BERLIN — All nations must commit to binding and verifiable goals to reduce their carbon emissions to reach a new international climate agreement as the Kyoto Protocol expires next year, German Chancellor Angela Merkel said Sunday.
“We now need concrete measures in every country,” Mrs. Merkel told environment ministers and negotiators from 35 countries gathered in Berlin to lay the groundwork for an international climate conference in Durban, South Africa, starting Nov. 28.
Germany and the European Union are pushing to agree on “a single and legally binding treaty” replacing the Kyoto Protocol, with industrialized nations taking the lead and emerging economies also contributing to reduce greenhouse gas emissions, Mrs. Merkel said.
The 1997 treaty, named after the Japanese city, bound nearly 40 countries to specific emission reductions targets.
“Kyoto expires. That’s why we have to make it clear what will be the way forward,” Mrs. Merkel told the representatives at the informal two-day meeting co-chaired by Germany and South Africa.
The conference in Durban is unlikely to yield a final agreement, but major steps in that direction have to be achieved, Mrs. Merkel said.
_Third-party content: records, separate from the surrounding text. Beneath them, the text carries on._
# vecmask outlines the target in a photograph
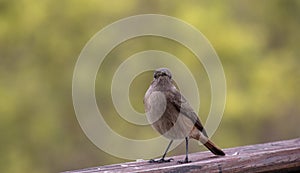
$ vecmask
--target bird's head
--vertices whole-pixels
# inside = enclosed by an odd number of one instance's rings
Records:
[[[168,77],[169,79],[172,79],[172,74],[170,70],[167,68],[159,68],[154,71],[154,75],[153,75],[154,79],[158,79],[160,77],[165,77],[165,76]]]

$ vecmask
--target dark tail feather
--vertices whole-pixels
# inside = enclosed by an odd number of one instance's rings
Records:
[[[210,140],[208,140],[204,144],[204,146],[206,146],[206,148],[208,148],[215,155],[225,156],[225,153],[221,149],[219,149],[217,146],[215,146],[215,144],[213,144]]]

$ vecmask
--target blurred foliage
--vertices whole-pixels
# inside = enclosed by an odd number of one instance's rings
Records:
[[[144,13],[185,20],[216,49],[227,78],[226,109],[213,136],[218,145],[300,136],[300,1],[1,0],[1,172],[58,172],[126,161],[99,150],[84,135],[73,111],[72,73],[96,32]],[[166,39],[137,38],[115,48],[99,70],[97,98],[109,97],[113,71],[124,58],[148,49],[172,52],[191,69],[202,87],[204,121],[210,106],[205,70],[188,50]],[[130,100],[139,111],[151,78],[143,73],[132,83]],[[100,108],[108,106],[105,119],[118,133],[136,139],[157,135],[119,118],[111,100],[97,101]],[[196,151],[192,144],[191,152]],[[170,155],[183,153],[180,146]]]

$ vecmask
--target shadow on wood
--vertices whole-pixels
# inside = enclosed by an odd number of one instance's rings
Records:
[[[174,156],[169,163],[147,161],[67,171],[65,173],[96,172],[300,172],[300,138],[248,145],[224,150],[226,156],[210,152],[189,155],[191,163],[178,164],[185,156]]]

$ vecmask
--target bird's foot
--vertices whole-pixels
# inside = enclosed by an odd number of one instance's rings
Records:
[[[172,158],[170,158],[170,159],[161,158],[161,159],[157,159],[157,160],[151,159],[151,160],[149,160],[149,163],[165,163],[165,162],[171,162],[173,160],[174,159],[172,159]]]
[[[184,160],[180,160],[178,161],[178,163],[183,164],[183,163],[190,163],[192,161],[190,161],[188,158],[185,158]]]

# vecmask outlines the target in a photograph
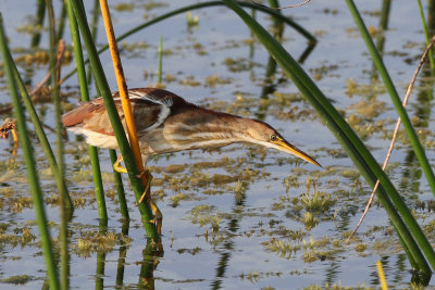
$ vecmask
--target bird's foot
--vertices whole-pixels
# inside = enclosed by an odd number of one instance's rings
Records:
[[[139,200],[138,205],[140,204],[140,201],[144,201],[145,199],[148,199],[148,204],[151,207],[153,217],[152,219],[149,220],[150,224],[154,224],[157,227],[157,232],[160,235],[162,235],[162,224],[163,224],[163,215],[162,212],[159,210],[159,207],[156,205],[156,203],[152,201],[149,191],[145,191],[142,197]]]
[[[117,172],[117,173],[128,173],[128,172],[127,172],[127,168],[125,168],[125,167],[123,167],[123,166],[120,165],[121,162],[122,162],[123,160],[124,160],[123,156],[120,155],[120,156],[117,156],[116,162],[113,163],[113,169],[114,169],[115,172]]]

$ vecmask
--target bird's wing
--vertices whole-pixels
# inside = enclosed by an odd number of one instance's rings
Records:
[[[171,113],[173,98],[179,98],[163,90],[148,88],[130,89],[128,94],[138,133],[160,126]],[[125,128],[120,94],[114,92],[112,97]],[[102,98],[82,103],[62,118],[65,127],[82,127],[99,134],[114,135]]]

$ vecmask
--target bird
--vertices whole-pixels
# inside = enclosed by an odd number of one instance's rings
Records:
[[[120,93],[113,92],[112,98],[125,128]],[[157,154],[239,142],[276,149],[321,166],[262,121],[208,110],[158,88],[129,89],[128,98],[145,164]],[[80,102],[62,116],[62,124],[70,131],[86,136],[91,146],[119,149],[102,98]]]
[[[125,129],[120,92],[113,92],[112,98]],[[157,154],[251,143],[294,154],[321,167],[313,157],[285,140],[262,121],[204,109],[158,88],[129,89],[128,98],[144,165],[148,157]],[[88,144],[119,149],[102,98],[80,102],[76,109],[62,116],[62,123],[67,130],[84,135]],[[114,169],[125,173],[126,169],[119,166],[121,161],[122,156],[114,164]],[[152,178],[149,172],[146,173]],[[149,202],[156,213],[154,217],[162,218],[151,199]],[[156,219],[150,222],[154,223]]]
“We have a giant task here,” she added, referring to resistance from nations reaching from the U.S. to China to agree on ambitious binding climate targets.
Mrs. Merkel stressed that emission reduction targets must not only be binding, but also verifiable. “As a matter of transparency … it is necessary that someone can examine whether one sticks to the commitments,” she said.
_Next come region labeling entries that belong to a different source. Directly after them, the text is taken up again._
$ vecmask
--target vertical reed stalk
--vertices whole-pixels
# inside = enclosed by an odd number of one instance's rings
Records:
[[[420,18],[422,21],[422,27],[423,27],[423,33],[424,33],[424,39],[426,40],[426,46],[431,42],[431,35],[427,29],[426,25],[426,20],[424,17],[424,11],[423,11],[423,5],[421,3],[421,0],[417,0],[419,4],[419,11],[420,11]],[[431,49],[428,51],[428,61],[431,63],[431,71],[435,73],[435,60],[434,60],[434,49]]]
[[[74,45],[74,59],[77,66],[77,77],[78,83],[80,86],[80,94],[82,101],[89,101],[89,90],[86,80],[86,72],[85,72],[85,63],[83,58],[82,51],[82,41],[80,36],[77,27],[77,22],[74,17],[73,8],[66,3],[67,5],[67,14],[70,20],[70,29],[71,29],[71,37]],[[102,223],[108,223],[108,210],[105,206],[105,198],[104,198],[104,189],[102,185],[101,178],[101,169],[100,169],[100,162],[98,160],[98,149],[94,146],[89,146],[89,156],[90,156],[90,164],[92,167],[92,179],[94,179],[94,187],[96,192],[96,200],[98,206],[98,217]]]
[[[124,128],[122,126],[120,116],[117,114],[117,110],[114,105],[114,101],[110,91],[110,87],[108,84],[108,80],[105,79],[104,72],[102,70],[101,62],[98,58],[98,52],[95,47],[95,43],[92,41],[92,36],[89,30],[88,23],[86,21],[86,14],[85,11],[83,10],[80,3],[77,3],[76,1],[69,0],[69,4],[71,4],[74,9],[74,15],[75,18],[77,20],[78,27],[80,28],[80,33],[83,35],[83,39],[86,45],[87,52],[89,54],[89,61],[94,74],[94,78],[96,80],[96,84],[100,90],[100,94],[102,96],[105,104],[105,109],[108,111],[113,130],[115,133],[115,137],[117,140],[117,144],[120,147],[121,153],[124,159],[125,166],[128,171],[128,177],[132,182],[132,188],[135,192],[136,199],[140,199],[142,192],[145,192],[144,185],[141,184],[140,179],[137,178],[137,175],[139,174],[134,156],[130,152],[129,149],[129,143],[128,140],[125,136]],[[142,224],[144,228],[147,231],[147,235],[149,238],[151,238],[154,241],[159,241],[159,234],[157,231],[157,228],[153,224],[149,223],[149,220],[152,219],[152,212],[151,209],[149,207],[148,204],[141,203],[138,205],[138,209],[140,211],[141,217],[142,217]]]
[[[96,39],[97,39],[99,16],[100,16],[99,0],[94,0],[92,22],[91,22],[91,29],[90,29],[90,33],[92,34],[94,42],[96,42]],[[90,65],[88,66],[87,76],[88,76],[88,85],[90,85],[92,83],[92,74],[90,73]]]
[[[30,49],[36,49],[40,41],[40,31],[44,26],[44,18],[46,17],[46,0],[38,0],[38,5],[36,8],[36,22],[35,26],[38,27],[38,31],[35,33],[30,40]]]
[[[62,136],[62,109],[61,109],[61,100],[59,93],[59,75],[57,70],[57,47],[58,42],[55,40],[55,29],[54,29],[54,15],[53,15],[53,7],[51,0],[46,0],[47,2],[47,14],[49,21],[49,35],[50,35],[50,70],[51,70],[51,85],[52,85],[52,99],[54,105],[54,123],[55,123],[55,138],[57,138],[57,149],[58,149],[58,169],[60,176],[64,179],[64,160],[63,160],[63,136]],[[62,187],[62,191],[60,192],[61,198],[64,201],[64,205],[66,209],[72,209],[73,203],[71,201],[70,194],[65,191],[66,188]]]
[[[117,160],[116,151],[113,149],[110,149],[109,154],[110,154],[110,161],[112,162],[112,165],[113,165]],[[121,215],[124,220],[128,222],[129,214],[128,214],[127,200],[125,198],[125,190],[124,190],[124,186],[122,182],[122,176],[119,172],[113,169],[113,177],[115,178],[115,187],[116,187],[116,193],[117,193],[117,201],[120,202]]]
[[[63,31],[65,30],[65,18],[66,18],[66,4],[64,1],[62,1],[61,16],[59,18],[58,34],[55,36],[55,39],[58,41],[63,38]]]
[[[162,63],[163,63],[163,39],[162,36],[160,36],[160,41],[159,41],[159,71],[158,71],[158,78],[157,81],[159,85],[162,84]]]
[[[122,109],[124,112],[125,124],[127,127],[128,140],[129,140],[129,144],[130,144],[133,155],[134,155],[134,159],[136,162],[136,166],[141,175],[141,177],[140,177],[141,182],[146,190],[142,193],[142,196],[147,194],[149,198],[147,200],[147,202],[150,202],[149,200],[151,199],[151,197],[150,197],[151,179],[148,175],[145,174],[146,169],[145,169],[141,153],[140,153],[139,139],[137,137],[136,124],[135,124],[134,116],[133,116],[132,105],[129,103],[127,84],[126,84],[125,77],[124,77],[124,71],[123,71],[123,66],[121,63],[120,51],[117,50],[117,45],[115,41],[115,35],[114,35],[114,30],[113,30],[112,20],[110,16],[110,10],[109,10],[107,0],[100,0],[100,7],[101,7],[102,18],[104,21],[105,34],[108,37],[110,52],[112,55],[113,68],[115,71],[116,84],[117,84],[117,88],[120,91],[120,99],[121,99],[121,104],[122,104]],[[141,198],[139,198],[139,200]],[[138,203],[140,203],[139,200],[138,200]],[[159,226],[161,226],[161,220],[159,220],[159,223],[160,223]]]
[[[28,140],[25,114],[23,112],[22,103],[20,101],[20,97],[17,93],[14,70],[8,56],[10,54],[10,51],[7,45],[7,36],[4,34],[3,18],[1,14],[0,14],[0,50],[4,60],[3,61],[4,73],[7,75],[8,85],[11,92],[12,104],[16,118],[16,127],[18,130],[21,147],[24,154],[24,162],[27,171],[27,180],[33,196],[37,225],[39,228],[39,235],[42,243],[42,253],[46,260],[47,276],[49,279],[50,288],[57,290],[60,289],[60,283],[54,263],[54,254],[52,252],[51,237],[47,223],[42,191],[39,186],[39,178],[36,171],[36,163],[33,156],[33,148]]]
The institution or the process overseeing the progress toward achieving the goals will also have to be agreed on, Mrs. Merkel said.
Taking steps to fight climate change now comes with a cost and requires efforts, “but inaction would be yet more expensive,” she said. “This is a challenge for humankind as a whole.”
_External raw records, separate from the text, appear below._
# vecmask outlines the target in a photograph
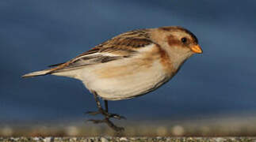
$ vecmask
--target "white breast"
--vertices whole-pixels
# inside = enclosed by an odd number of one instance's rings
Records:
[[[88,89],[109,100],[143,95],[168,80],[159,61],[155,61],[150,66],[143,62],[132,63],[129,59],[115,62],[110,62],[94,69],[85,69],[80,80]]]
Scientists say climate change already has begun with more extreme weather events, more frequent heat waves and the melting of Arctic ice.
In the negotiations toward a post-Kyoto agreement, developing countries have insisted that the nearly 40 countries bound to specific reductions targets by the 1997 treaty renew and expand their commitments when they expire in 2012.
But industrialized countries stress they want the rest of the world to show willingness to accept legal obligations, if not now at least in the future.
The last time world leaders tried to break the rich-poor deadlock on climate change was at the 2009 Copenhagen summit, which ended in disillusionment. Instead of a legal agreement, it concluded with a political statement brokered by President Obama that failed to win unanimous approval and adoption by the conference.